NOTE: Replace /path/to/data/odinson with the path to the directory containing index (created via the IndexDocuments runnable).

Running the REST API

docker run \
  --name="odinson-rest-api" \
  -it \
  --rm \
  -e "HOME=/app" \
  -p "0.0.0.0:9001:9000" \
  -v "/path/to/data/odinson:/app/data/odinson" \
  "lumai/odinson-rest-api:latest"

After starting the service, open your browser to localhost:9001.

NOTE: Replace /path/to/data/odinson with the path to the directory containing docs and index (created via AnnotateText and IndexDocuments runnables).

Logs can be viewed by running docker logs -f "odinson-rest-api"

Examples

We have made a few example queries to show how the system works. For this we used a collection of 8,479 scientific papers (or 1,105,737 sentences). Please note that the rapidity of the execution allows a user to dynamically develop these queries in real-time, immediately receiving feedback on the coverage and precision of the patterns at scale.

Example of a surface pattern for extracting casual relations.

This example shows odinson applying a pattern over surface features (i.e., words) to extract mentions of causal relations. Note that Odinson was able to find 3,774 sentences that match the pattern in 0.18 seconds.

example 1

Example of a doubly-anchored Hearst pattern to extract hypernymy (i.e., X isA Y)

This example shows how Odinson can also use patterns over syntax. In this case it tries to find hypernym relations. It finds 10,562 matches in 0.37 seconds.

example 2

Example of how a surface pattern can be extended (using syntax patterns) to extract additional contextual information.

This example shows how surface and syntax can be combined in a single pattern. This pattern finds 12 sentences that match in our corpus of 1,105,737 sentences. It does this in 0.01 seconds.

example 3

Example of a causal pattern written over dependency syntax with a lexical trigger (i.e., cause).

This example shows how we can match over different aspects of tokens, lemmas in this example. Note that the ability to utilize syntax helps with the precision of the extractions (as compared with the overly simple surface rule above). Odinson finds 5,489 matches in 0.18 seconds.

example 4

Example of how more complex patterns can be developed, for example, to extract the polarity of a causal influence and a context in which it applies.

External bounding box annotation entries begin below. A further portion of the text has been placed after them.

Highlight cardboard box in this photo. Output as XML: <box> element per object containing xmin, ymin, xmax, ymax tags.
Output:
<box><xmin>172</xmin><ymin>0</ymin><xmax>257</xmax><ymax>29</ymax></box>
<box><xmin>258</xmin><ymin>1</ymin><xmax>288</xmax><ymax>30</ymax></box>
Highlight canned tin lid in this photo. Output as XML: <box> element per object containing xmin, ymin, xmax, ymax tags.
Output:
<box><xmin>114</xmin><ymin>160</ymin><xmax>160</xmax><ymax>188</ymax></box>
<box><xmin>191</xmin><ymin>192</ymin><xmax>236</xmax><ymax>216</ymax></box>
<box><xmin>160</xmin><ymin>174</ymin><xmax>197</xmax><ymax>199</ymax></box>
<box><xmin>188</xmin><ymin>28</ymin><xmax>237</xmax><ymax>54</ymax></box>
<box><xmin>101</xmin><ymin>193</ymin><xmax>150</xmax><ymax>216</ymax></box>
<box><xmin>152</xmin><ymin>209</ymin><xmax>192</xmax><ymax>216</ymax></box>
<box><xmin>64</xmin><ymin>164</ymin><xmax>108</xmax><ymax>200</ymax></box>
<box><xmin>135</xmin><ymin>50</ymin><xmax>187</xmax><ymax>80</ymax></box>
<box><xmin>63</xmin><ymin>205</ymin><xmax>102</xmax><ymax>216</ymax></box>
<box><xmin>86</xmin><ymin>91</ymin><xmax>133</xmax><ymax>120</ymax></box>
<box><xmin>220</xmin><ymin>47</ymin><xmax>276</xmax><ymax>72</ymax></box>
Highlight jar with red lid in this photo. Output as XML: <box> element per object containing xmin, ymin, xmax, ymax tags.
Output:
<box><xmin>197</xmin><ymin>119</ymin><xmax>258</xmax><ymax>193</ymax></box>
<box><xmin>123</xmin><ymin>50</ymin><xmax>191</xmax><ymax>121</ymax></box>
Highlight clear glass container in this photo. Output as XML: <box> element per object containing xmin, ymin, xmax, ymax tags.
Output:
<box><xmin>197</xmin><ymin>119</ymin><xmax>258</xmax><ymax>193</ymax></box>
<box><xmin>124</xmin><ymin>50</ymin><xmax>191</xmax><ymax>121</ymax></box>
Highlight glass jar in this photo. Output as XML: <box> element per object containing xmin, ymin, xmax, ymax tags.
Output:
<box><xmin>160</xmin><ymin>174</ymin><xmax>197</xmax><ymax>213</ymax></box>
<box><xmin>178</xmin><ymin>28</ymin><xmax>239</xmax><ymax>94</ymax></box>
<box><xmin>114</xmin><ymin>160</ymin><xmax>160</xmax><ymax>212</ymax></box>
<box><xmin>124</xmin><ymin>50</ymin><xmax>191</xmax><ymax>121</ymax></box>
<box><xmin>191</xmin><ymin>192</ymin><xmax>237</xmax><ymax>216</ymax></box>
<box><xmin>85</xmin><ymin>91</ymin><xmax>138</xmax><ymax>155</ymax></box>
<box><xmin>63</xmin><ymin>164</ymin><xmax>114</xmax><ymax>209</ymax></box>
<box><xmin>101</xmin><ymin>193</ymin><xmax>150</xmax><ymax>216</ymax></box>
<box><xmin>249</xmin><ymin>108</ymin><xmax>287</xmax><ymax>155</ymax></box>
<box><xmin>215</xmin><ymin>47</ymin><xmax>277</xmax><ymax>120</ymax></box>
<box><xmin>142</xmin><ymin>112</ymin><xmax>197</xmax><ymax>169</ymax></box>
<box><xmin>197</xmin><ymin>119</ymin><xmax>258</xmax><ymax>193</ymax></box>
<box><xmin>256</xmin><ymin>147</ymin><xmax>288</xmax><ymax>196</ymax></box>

This is an example of a slightly more complex pattern. Odinson is able to apply it over our corpus and finds 228 matches in 0.04 seconds.

example 5

Web UI

We are also working on a web interface that will simplify debugging by displaying more information than the shell. This interface will allow us to display syntactic information when needed. We would also like to be able to interact with it to correct extractions or bootstrap patterns.